Ben DiPietro, The Wall Street Journal’s Risk & Compliance Journal, February 27, 2018

Steve Wynn resigned as chairman and chief executive of casino and hotel company Wynn Resorts Ltd. this month following an article in The Wall Street Journal which, drawing on interviews with dozens of people who have worked for Mr. Wynn, described behavior that amounted to a decadeslong pattern of alleged sexual misconduct by the CEO.

They included an allegation Mr. Wynn in 2005 paid a $7.5 million settlement to a manicurist who told people at the time that Mr. Wynn forced her to have sex with him.

Mr. Wynn told The Journal before his resignation: “The idea that I ever assaulted any woman is preposterous,” blaming his ex-wife for “the instigation of these accusations.”

The company issued a Feb. 6 press release announcing Mr. Wynn’s resignation, calling him “an industry giant…[who] played a pivotal role in transforming Las Vegas into the entertainment destination it is today.” Mr. Wynn said in the same release he’s “been the focus of an avalanche of negative publicity” and “reached the conclusion I cannot continue to be effective in my current roles.”

Wynn’s board named Matt Maddox, the company’s president, as its new CEO and initiated an outside investigation of Mr. Wynn’s conduct but canceled it because Mr. Wynn resigned. It hired a different law firm to conduct the probe.

Three crisis-management experts analyze the responses of the company and Mr. Wynn.

Davia Temin, president and chief executive, Temin and Co.: “Wynn Resorts’ and Steve Wynn’s responses…are par for the course among organizations that choose to defend themselves and not admit wrongdoing publicly. The exact same statements could be made by guilty and innocent alike. This throws us back to a highly advanced game of ‘he said, she said.’

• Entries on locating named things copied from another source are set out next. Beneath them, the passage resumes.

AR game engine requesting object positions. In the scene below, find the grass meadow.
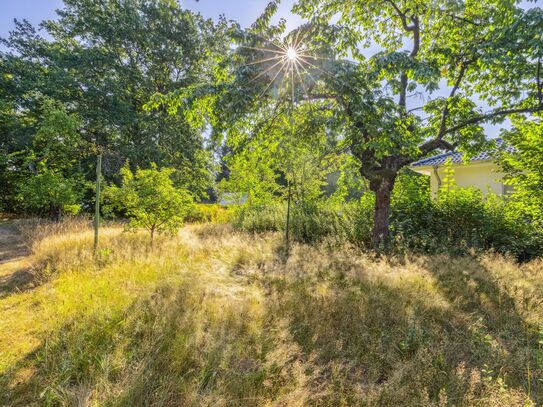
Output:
[0,221,543,406]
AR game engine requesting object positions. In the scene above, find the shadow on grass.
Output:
[0,284,280,406]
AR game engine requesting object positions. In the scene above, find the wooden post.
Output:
[93,154,102,255]
[285,181,291,257]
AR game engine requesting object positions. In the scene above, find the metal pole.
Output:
[93,154,102,255]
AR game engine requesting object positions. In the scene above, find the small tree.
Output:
[19,166,83,222]
[104,164,193,242]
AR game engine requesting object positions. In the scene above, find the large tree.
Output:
[0,0,224,202]
[186,0,543,247]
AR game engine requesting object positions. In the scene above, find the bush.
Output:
[233,174,543,260]
[104,163,193,242]
[187,204,233,224]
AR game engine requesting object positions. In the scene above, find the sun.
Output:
[287,47,298,62]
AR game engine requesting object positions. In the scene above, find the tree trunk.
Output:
[370,175,396,249]
[49,203,62,222]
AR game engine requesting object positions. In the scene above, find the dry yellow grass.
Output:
[0,224,543,406]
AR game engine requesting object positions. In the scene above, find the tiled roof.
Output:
[411,138,515,167]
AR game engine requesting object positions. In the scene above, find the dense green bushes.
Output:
[233,174,543,260]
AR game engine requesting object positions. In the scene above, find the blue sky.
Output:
[0,0,533,136]
[0,0,300,37]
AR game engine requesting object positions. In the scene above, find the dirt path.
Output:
[0,220,33,297]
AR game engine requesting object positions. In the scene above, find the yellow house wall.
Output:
[415,161,503,196]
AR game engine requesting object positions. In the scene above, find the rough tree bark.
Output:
[370,174,396,249]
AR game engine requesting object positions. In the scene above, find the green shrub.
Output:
[186,203,233,224]
[233,175,543,260]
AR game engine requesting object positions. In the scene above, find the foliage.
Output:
[187,204,234,224]
[13,103,88,220]
[234,171,543,260]
[499,119,543,225]
[0,0,226,204]
[104,163,193,241]
[181,0,543,246]
[18,167,82,220]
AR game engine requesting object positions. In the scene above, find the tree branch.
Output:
[437,63,467,139]
[443,104,543,135]
[387,0,420,110]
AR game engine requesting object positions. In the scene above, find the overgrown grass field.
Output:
[0,222,543,406]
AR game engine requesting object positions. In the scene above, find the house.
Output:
[411,139,514,196]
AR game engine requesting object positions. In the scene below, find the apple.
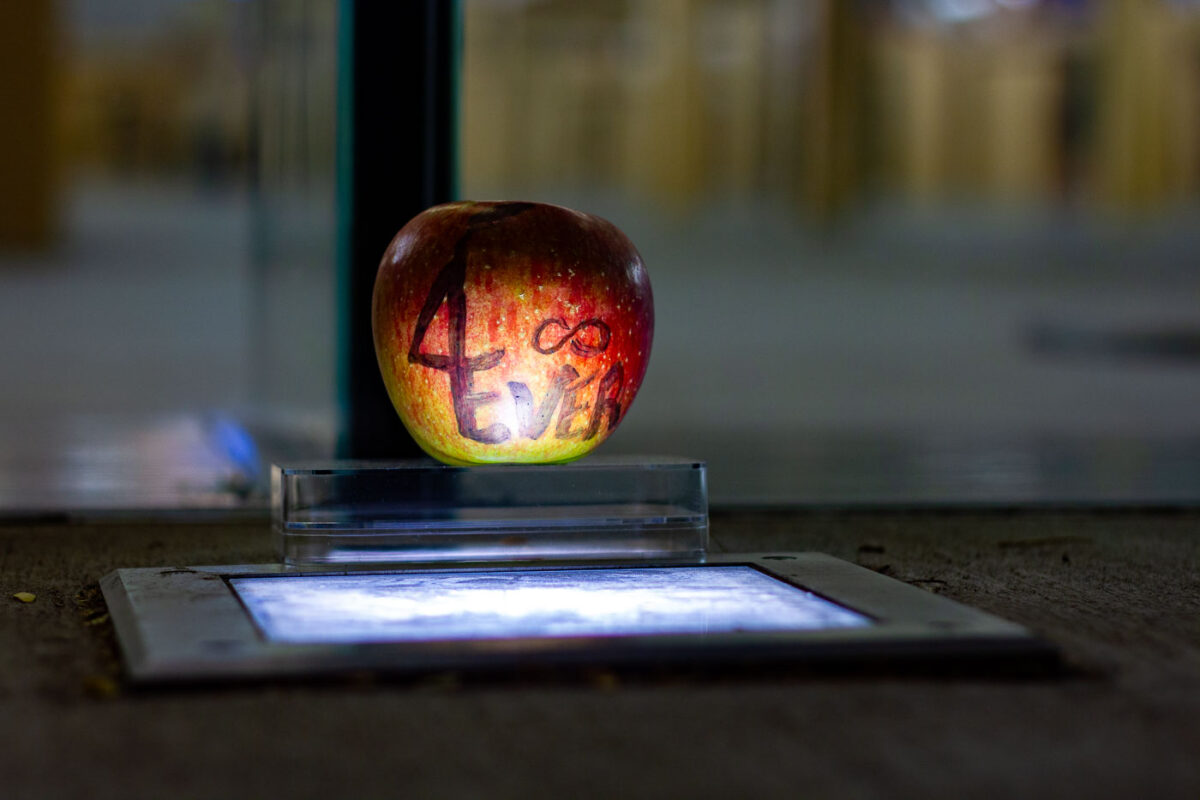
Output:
[371,203,654,464]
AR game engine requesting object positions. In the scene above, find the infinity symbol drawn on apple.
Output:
[533,317,612,359]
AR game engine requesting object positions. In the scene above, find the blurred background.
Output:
[0,0,1200,513]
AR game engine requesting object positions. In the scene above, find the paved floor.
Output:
[0,512,1200,800]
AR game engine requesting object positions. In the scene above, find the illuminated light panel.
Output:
[230,566,871,644]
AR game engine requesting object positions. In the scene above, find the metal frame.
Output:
[101,553,1056,684]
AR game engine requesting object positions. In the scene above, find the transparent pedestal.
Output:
[271,456,708,566]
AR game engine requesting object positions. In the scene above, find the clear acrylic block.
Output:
[271,456,708,566]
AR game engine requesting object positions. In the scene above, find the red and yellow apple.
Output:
[372,203,654,464]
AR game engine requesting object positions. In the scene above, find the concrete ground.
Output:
[0,511,1200,800]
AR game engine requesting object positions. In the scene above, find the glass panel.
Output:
[462,0,1200,503]
[229,566,871,644]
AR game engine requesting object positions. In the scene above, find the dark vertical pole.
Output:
[337,0,458,458]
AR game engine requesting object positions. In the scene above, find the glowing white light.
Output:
[232,566,870,643]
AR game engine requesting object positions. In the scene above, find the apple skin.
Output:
[371,201,654,464]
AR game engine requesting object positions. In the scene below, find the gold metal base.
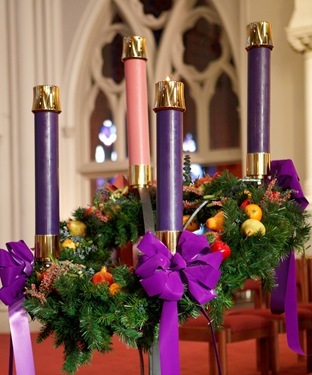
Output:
[129,164,152,188]
[246,152,271,179]
[155,230,182,254]
[35,234,60,262]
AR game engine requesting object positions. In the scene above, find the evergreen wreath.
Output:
[24,157,310,374]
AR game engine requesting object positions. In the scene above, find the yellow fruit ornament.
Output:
[244,203,262,221]
[206,211,224,232]
[241,219,265,237]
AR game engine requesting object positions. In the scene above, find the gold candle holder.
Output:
[246,152,271,179]
[246,21,273,51]
[32,85,62,113]
[35,234,60,263]
[128,164,152,188]
[154,79,186,112]
[155,230,182,254]
[121,35,147,61]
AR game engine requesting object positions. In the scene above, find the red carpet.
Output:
[0,334,306,375]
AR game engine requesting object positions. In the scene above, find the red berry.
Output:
[91,267,114,285]
[210,240,231,260]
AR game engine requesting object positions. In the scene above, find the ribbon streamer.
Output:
[270,159,309,355]
[0,241,35,375]
[135,231,222,375]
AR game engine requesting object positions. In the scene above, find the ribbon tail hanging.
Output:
[159,301,180,375]
[9,299,35,375]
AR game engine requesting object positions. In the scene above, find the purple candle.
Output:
[246,22,273,179]
[246,22,273,153]
[154,80,185,231]
[32,86,61,259]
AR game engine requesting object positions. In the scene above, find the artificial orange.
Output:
[244,203,262,221]
[206,211,224,232]
[183,215,199,232]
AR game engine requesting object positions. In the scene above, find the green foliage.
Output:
[25,171,310,374]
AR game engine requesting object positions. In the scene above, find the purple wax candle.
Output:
[32,86,61,258]
[246,22,273,153]
[154,80,185,231]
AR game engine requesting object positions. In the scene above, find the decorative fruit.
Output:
[183,215,199,232]
[109,283,121,296]
[210,240,231,260]
[206,211,224,232]
[67,220,87,237]
[244,203,262,221]
[239,199,250,210]
[62,238,76,250]
[91,266,114,285]
[241,219,265,237]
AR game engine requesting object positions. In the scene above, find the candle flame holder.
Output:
[35,234,60,263]
[246,152,271,180]
[246,21,273,51]
[155,230,182,255]
[121,35,147,61]
[154,80,186,112]
[128,164,152,188]
[32,85,62,113]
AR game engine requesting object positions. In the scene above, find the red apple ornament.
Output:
[91,266,114,285]
[210,240,231,260]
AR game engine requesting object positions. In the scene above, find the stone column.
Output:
[286,0,312,206]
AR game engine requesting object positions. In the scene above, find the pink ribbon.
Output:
[0,241,35,375]
[135,231,222,375]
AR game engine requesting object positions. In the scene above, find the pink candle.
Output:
[122,36,150,185]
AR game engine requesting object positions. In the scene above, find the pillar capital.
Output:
[286,0,312,53]
[286,25,312,53]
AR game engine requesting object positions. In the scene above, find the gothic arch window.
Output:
[81,0,241,194]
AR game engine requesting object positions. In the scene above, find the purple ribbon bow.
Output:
[135,231,222,375]
[270,160,309,354]
[0,241,35,375]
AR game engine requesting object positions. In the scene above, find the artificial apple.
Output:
[210,240,231,260]
[241,219,265,237]
[239,199,250,210]
[91,266,114,285]
[62,238,77,250]
[67,220,87,237]
[183,215,199,232]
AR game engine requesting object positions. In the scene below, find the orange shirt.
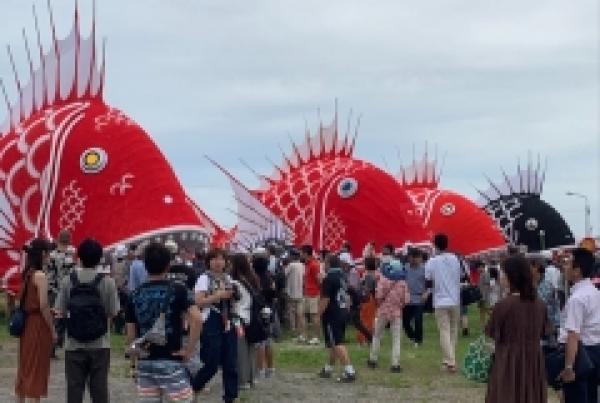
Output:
[304,257,321,297]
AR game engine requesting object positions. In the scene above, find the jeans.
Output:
[350,306,373,343]
[192,310,238,402]
[65,348,110,403]
[369,316,402,367]
[402,304,423,344]
[435,306,460,366]
[563,345,600,403]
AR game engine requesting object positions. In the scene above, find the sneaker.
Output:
[319,368,333,379]
[337,371,356,383]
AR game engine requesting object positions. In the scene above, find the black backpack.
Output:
[241,281,271,343]
[67,272,108,343]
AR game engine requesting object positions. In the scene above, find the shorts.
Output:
[254,337,273,347]
[137,360,194,403]
[321,318,346,348]
[304,297,319,315]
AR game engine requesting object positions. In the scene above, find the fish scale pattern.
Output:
[260,156,365,243]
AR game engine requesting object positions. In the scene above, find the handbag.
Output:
[460,285,481,305]
[8,279,29,337]
[125,283,173,359]
[544,341,594,390]
[462,336,494,383]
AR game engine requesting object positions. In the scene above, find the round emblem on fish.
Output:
[338,178,358,199]
[80,148,108,174]
[525,217,539,231]
[440,203,456,217]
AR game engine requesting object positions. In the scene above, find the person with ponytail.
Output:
[485,255,547,403]
[15,239,57,403]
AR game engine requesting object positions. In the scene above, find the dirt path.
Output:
[0,342,556,403]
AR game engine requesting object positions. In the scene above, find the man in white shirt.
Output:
[544,262,561,290]
[192,249,239,403]
[425,234,461,372]
[558,248,600,403]
[284,249,305,338]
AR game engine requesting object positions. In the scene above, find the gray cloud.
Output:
[0,0,600,238]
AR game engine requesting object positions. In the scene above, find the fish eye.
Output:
[525,217,540,231]
[79,147,108,174]
[440,203,456,217]
[338,178,358,199]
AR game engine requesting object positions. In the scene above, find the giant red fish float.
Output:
[0,2,218,293]
[215,118,429,256]
[398,151,506,256]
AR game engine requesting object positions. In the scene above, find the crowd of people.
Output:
[7,231,600,403]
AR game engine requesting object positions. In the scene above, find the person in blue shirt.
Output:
[127,244,148,293]
[402,248,425,346]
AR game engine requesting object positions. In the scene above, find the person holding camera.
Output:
[46,229,75,358]
[126,242,201,402]
[192,249,239,403]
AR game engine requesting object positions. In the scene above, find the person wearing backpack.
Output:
[356,257,379,348]
[252,255,277,378]
[231,253,267,389]
[367,259,410,373]
[192,249,239,403]
[56,238,120,403]
[318,255,356,383]
[46,229,75,358]
[15,238,57,403]
[126,242,202,402]
[402,248,425,347]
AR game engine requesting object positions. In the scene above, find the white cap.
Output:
[252,246,267,255]
[115,244,127,258]
[165,239,179,255]
[340,252,354,266]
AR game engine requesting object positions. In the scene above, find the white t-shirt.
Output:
[558,279,600,346]
[425,252,462,308]
[233,280,252,325]
[194,274,231,322]
[544,265,561,289]
[284,262,305,299]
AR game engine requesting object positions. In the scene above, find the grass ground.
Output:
[276,307,482,388]
[0,301,557,403]
[0,301,483,388]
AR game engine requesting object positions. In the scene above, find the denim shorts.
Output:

“Mr. Wynn’s personal responses were emotional and moving. It used to be emotional, high-valence comments were rare and could win the day. That no longer works; everyone has ratcheted up the emotionalism, until we are at a fever pitch. The problem is you can have dueling facts because, in these kinds of cases, the facts are rarely neat: They are muddy, embarrassing, nuanced, messy and open to widely varying interpretations. This is why companies often rely on outside investigations, which can carry an imprimatur of authority.

“Unfortunately, the board just fired one investigating law firm only to hire another. This smacks of expert-shopping and casts doubt on the earnestness of the board’s efforts.”